How many light years is Earth away from the closest outer edge of the supermassive black hole in Sagittarius A* at the center of the Milky Way? I don't mean the distance to the center of the galaxy, but to the point in the black hole's circumference where it is closest to us.

• Aug 26 '14 at 6:28
• I've looked at that link but I didn't find this info there; could you point me specifically to where on the page that can be found? Aug 26 '14 at 8:48
• Copy the link, do not just click on it: the * is not included in the link, and it send to a wrong page. Aug 26 '14 at 9:01

As @Py-ser already said, there is the very clear information about that, although his link correctly is here.

As we can read there, the distance of this is around 25000 light years, with a precision of 1400 light years.

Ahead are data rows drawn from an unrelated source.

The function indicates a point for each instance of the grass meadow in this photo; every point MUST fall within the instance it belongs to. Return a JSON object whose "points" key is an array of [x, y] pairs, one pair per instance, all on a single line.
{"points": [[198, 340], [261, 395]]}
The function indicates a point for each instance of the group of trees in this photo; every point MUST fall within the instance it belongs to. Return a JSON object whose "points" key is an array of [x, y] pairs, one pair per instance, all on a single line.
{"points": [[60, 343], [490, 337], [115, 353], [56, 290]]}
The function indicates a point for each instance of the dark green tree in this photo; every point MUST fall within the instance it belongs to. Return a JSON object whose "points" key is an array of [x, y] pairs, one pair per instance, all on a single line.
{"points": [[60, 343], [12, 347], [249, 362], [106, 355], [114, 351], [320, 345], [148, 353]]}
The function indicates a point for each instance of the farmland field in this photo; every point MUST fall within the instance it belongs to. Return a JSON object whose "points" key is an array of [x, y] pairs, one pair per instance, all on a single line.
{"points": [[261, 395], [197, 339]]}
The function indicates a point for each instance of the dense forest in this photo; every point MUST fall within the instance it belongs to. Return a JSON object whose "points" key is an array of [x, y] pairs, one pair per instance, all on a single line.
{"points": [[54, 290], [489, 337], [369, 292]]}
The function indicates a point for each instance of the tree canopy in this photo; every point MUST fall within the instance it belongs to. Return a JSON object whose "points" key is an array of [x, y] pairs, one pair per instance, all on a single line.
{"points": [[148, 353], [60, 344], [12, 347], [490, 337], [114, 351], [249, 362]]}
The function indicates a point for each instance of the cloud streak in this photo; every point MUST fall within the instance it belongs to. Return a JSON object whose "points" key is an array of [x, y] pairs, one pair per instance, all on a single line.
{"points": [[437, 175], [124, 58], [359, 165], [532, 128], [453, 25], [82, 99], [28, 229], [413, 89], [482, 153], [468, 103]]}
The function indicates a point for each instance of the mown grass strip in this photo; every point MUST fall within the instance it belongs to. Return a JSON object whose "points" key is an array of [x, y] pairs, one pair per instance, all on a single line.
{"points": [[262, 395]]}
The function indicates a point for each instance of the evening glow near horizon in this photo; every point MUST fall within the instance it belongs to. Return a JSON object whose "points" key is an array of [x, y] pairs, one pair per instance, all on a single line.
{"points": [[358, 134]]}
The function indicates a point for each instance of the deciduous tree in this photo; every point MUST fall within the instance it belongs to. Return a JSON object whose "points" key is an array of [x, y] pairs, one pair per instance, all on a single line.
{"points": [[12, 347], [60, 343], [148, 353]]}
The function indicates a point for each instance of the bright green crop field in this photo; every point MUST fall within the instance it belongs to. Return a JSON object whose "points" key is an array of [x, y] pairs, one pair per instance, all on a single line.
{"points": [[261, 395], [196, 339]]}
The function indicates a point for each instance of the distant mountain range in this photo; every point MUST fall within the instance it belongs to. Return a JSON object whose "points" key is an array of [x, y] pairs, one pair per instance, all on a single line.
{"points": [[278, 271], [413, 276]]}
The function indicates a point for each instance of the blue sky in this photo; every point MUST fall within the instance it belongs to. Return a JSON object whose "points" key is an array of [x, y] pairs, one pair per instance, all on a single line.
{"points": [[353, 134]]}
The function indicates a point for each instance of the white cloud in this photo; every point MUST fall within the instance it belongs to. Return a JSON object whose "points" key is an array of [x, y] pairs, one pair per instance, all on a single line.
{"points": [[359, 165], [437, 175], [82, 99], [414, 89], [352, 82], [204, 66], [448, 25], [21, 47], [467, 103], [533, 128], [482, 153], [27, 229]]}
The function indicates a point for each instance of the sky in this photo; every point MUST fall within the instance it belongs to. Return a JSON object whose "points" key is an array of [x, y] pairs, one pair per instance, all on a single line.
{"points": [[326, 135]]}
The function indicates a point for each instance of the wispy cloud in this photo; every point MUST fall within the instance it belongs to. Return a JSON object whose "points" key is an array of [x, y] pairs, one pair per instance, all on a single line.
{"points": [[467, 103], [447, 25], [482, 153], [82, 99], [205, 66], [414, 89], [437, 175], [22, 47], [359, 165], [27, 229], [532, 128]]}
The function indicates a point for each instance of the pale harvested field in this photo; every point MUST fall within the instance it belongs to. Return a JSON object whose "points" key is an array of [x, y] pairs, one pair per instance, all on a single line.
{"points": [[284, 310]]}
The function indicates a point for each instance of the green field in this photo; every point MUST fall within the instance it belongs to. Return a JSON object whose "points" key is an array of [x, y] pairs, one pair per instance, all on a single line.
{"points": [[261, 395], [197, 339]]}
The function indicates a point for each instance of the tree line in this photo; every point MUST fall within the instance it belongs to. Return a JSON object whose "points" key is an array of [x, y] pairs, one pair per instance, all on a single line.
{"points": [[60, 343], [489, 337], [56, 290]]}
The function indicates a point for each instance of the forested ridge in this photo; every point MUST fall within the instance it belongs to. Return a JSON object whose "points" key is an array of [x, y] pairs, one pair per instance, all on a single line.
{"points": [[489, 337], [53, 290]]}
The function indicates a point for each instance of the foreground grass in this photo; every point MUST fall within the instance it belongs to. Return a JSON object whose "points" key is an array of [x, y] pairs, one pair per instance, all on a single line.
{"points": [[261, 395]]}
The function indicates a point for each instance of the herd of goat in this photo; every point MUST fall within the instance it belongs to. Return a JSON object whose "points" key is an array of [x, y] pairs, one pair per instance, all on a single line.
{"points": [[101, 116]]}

Normally, the size of most galaxies is around some ten thousands of light years. Compared to the black holes, their size (the diameter of their event horizon) is some kilometers (stellar black holes) or some astronomical units (some millions - hundred millions of kilometers).

Even the size of the event horizon of the greatest known black hole is around the size of the solar system, which is around some thousandth of light years.

You don't need to ask, "how far we are from the nearest edge of Sagittarius A*", you can simply ask "how far we are from Sagittarius A".

• +1 but according to en.wikipedia.org/wiki/TON_618 the Schwarzschild radius (even horizon radius) of the most massive black holes is not about thousands of light years but about 1300 AU, which is just about one light week.